Low Cal Strawberry Cheesecake Bars
Prep 40 minutes
Chill 6 hours - Overnight
230 g Almond Meal (2 cups)
80 g Almonds, finely copped (1/2 cup)
125 g Unsalted Butter, melted (1/2 cup)
1 tablespoon Natvia
200 g Natvia Strawberry Fruit Spread, plus extra for serving
2 tablespoon Natvia, blitzed to fine consistency
500 g Cream Cheese, softened
1 teaspoon Gelatine
1 tablespoon Hot Water
- Preheat oven to 180C. Grease and line a 20cm x 20cm cake tin.
- In a bowl combine all of the ingredients for the base and mix.
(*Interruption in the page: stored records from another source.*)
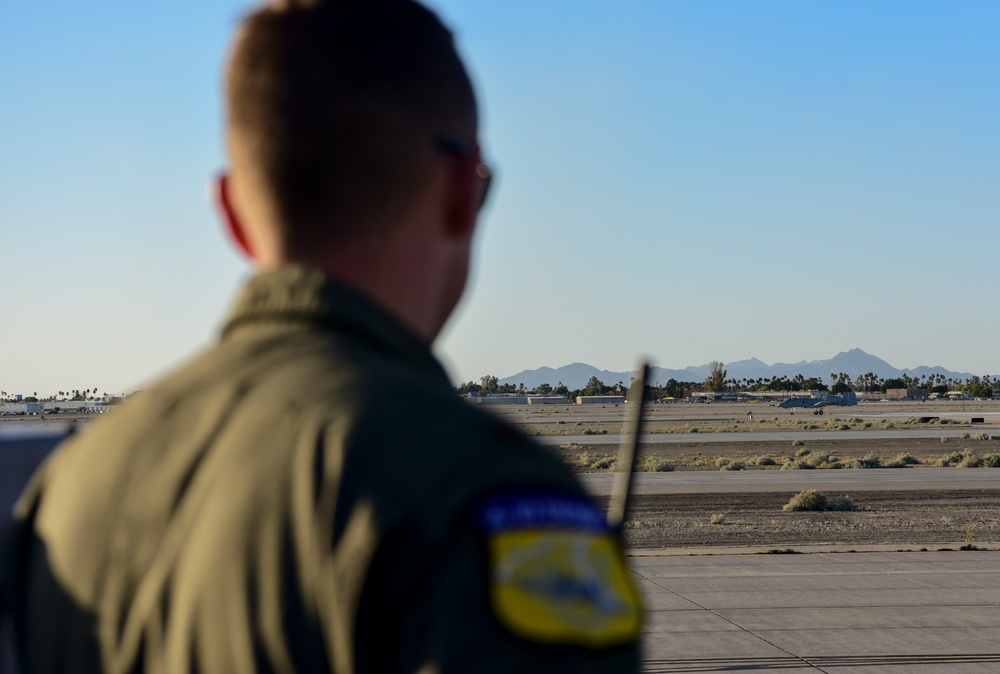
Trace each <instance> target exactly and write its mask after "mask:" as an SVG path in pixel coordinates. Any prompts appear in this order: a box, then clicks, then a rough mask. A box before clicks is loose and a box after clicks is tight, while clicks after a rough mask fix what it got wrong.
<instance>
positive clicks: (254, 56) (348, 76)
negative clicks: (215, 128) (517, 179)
mask: <svg viewBox="0 0 1000 674" xmlns="http://www.w3.org/2000/svg"><path fill="white" fill-rule="evenodd" d="M227 80H228V81H227V99H228V124H229V129H228V131H229V148H230V154H231V158H232V162H233V168H232V171H233V182H234V183H236V184H235V186H234V188H233V191H235V192H236V193H237V194H236V196H237V197H238V200H239V202H240V206H241V213H240V216H241V219H242V221H243V222H242V225H243V228H244V230H245V231H244V234H245V235H246V236H247V237H248V238H249V239H250V241H249V243H250V245H251V247H252V246H253V245H254V244H255V243H259V242H266V243H267V245H269V246H272V247H275V248H277V250H278V252H279V255H280V256H281V257H283V258H288V259H292V260H294V259H295V258H296V257H297V256H299V255H300V254H302V253H303V252H307V251H311V250H315V249H316V248H317V247H319V246H329V245H337V244H339V243H341V242H343V241H344V240H347V239H350V238H352V237H357V236H371V235H372V234H375V235H378V234H379V232H377V231H371V230H372V229H376V230H377V229H378V228H379V227H383V226H385V223H387V222H392V221H393V220H396V219H399V218H401V217H402V216H403V215H404V214H405V213H406V211H407V209H408V208H409V206H410V205H411V204H412V203H413V202H414V200H416V199H417V198H418V197H419V196H420V194H421V192H422V191H423V190H424V189H425V188H426V187H427V182H428V180H429V178H430V173H431V172H430V171H429V167H431V166H433V165H436V163H440V161H441V158H442V157H441V155H442V154H443V153H446V152H448V151H449V150H453V148H454V146H453V145H449V144H450V143H451V144H453V143H455V142H456V141H457V142H459V143H464V144H465V145H466V146H467V147H468V148H469V149H470V152H472V153H474V154H475V156H473V157H471V159H472V160H475V159H476V158H477V157H478V146H477V145H476V134H477V112H476V104H475V98H474V95H473V92H472V86H471V84H470V82H469V78H468V76H467V75H466V72H465V69H464V67H463V66H462V63H461V61H460V59H459V57H458V55H457V54H456V52H455V48H454V45H453V42H452V36H451V33H450V32H449V31H448V30H447V29H446V28H445V27H444V26H443V25H442V24H441V23H440V21H439V20H438V19H437V17H435V16H434V15H433V14H432V13H431V12H429V11H428V10H426V9H425V8H424V7H422V6H420V5H419V4H417V3H416V2H412V1H411V0H328V1H325V2H324V1H322V0H313V1H307V0H298V1H295V0H288V1H286V2H281V3H278V2H276V3H274V4H272V5H269V6H267V7H264V8H262V9H260V10H258V11H256V12H255V13H253V14H251V15H250V16H249V17H248V18H247V19H246V20H245V22H244V23H243V26H242V29H241V31H240V33H239V35H238V37H237V40H236V44H235V47H234V50H233V54H232V58H231V61H230V64H229V71H228V78H227Z"/></svg>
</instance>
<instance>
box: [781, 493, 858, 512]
mask: <svg viewBox="0 0 1000 674" xmlns="http://www.w3.org/2000/svg"><path fill="white" fill-rule="evenodd" d="M781 509H782V510H784V511H785V512H801V511H809V510H811V511H825V510H836V511H848V510H857V509H858V506H857V505H856V504H855V503H854V501H853V500H851V497H850V496H841V497H839V498H832V499H830V498H827V497H826V494H824V493H823V492H818V491H816V490H815V489H806V490H805V491H800V492H799V493H798V494H796V495H795V496H793V497H792V498H791V500H789V501H788V503H786V504H785V505H784V506H782V508H781Z"/></svg>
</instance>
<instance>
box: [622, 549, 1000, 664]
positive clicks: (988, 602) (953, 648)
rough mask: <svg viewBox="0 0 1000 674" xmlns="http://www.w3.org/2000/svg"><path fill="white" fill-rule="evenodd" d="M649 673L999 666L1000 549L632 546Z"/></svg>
mask: <svg viewBox="0 0 1000 674" xmlns="http://www.w3.org/2000/svg"><path fill="white" fill-rule="evenodd" d="M629 564H630V566H631V568H632V571H633V573H634V574H635V578H636V582H637V583H638V585H639V589H640V591H641V593H642V595H643V597H644V601H645V609H646V610H645V618H646V625H645V632H644V637H643V656H642V657H643V663H642V666H641V670H640V671H642V672H647V673H649V674H653V673H661V672H662V673H666V672H671V673H673V672H730V673H731V672H754V673H758V674H759V673H761V672H801V673H803V674H805V673H806V672H809V673H815V672H828V673H830V674H874V673H879V674H881V673H885V674H890V673H891V674H896V673H900V674H903V673H905V674H939V673H942V672H948V673H949V674H950V673H953V672H954V673H959V674H988V673H989V674H995V672H997V671H1000V648H998V644H997V639H996V635H997V633H998V630H1000V553H998V552H989V551H980V552H868V553H857V554H847V553H838V554H829V553H814V554H799V555H757V554H746V553H745V554H720V555H706V556H694V557H692V556H673V555H670V554H667V555H663V556H659V555H657V554H656V553H650V554H646V555H643V556H634V557H631V558H630V559H629Z"/></svg>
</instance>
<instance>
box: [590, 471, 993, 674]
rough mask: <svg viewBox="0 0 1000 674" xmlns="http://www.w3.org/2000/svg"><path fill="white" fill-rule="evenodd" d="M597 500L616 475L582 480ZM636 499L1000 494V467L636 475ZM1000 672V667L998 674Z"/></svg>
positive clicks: (706, 472) (762, 471)
mask: <svg viewBox="0 0 1000 674" xmlns="http://www.w3.org/2000/svg"><path fill="white" fill-rule="evenodd" d="M577 477H578V478H579V479H580V481H581V482H582V483H583V486H584V487H585V488H586V489H587V491H589V492H590V493H592V494H594V495H599V496H607V495H608V494H610V493H611V485H612V483H613V481H614V479H615V474H614V473H584V474H580V475H578V476H577ZM632 488H633V493H636V494H712V493H734V492H737V493H738V492H758V493H759V492H784V491H790V492H796V491H801V490H803V489H820V490H822V489H830V490H835V491H842V492H844V493H847V492H856V491H871V490H878V491H890V490H904V491H905V490H911V489H931V490H933V489H1000V468H882V469H872V470H745V471H742V470H741V471H719V470H696V471H677V472H673V473H636V474H634V475H633V483H632ZM997 671H998V672H1000V668H998V669H997Z"/></svg>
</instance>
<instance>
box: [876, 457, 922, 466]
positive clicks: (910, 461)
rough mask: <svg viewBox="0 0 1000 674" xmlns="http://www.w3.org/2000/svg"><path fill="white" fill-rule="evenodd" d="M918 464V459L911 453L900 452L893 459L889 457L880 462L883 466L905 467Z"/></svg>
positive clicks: (915, 465) (919, 463) (914, 465)
mask: <svg viewBox="0 0 1000 674" xmlns="http://www.w3.org/2000/svg"><path fill="white" fill-rule="evenodd" d="M917 465H920V459H918V458H917V457H915V456H913V455H912V454H900V455H899V456H897V457H896V458H895V459H891V460H889V461H887V462H886V463H884V464H882V466H883V468H907V467H909V466H917Z"/></svg>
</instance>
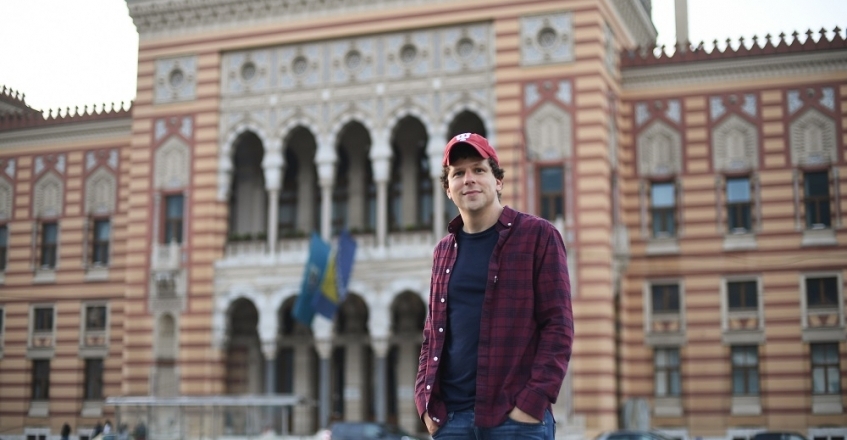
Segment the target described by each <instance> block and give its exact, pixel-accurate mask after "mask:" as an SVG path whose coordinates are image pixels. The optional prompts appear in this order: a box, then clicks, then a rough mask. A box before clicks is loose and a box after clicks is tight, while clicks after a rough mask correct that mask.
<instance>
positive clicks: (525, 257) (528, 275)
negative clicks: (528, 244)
mask: <svg viewBox="0 0 847 440" xmlns="http://www.w3.org/2000/svg"><path fill="white" fill-rule="evenodd" d="M534 261H535V255H534V254H531V253H528V252H506V253H504V254H503V255H502V256H501V257H500V267H499V269H498V271H497V278H496V286H495V288H496V289H499V290H503V291H505V292H506V293H507V294H508V295H509V296H514V297H523V296H525V295H526V294H527V292H532V288H533V278H534V276H533V262H534Z"/></svg>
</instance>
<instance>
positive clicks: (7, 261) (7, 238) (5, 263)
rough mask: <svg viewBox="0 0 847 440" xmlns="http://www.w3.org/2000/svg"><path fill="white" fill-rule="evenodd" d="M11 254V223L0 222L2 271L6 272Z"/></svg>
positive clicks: (0, 261) (0, 260) (1, 259)
mask: <svg viewBox="0 0 847 440" xmlns="http://www.w3.org/2000/svg"><path fill="white" fill-rule="evenodd" d="M8 256H9V225H8V224H6V223H1V224H0V272H5V271H6V268H7V265H8Z"/></svg>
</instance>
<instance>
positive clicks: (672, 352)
mask: <svg viewBox="0 0 847 440" xmlns="http://www.w3.org/2000/svg"><path fill="white" fill-rule="evenodd" d="M668 365H670V366H672V367H679V350H677V349H671V350H668Z"/></svg>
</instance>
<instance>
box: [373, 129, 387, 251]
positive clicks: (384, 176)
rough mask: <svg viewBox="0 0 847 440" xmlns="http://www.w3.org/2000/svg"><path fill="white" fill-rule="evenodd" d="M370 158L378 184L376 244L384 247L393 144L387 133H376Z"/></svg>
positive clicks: (385, 242) (376, 218)
mask: <svg viewBox="0 0 847 440" xmlns="http://www.w3.org/2000/svg"><path fill="white" fill-rule="evenodd" d="M370 158H371V166H372V167H373V170H372V171H373V178H374V183H375V184H376V245H377V247H379V248H384V247H385V245H386V241H387V236H388V178H389V177H390V175H391V145H390V144H389V140H388V135H387V134H386V133H384V132H382V133H375V134H374V143H373V145H372V146H371V152H370Z"/></svg>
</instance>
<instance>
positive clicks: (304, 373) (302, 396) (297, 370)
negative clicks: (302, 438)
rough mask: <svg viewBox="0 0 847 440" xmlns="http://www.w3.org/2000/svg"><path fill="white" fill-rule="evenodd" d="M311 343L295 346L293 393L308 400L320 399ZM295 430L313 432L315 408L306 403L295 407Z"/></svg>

Once combined, pour into the prepared cake tin, pressing it down firmly and ensuring it’s evenly dispersed.
- Bake for 15-18 minutes or until golden.
- In a stand mixer, beat the cream cheese and Natvia together using the paddle attachment.
- In a small bowl combine the hot water and gelatine and stir, until the gelatine is dissolved.
- Add the fruit spread to the cream cheese mixture and continue to beat until smooth.
- Add the gelatine and mix again.
- Pour the mixture onto the cooked and cooled base, smoothing the top.
- Transfer to the refrigerator to set (ideally overnight).
- To serve, top with extra Natvia strawberry fruit spread.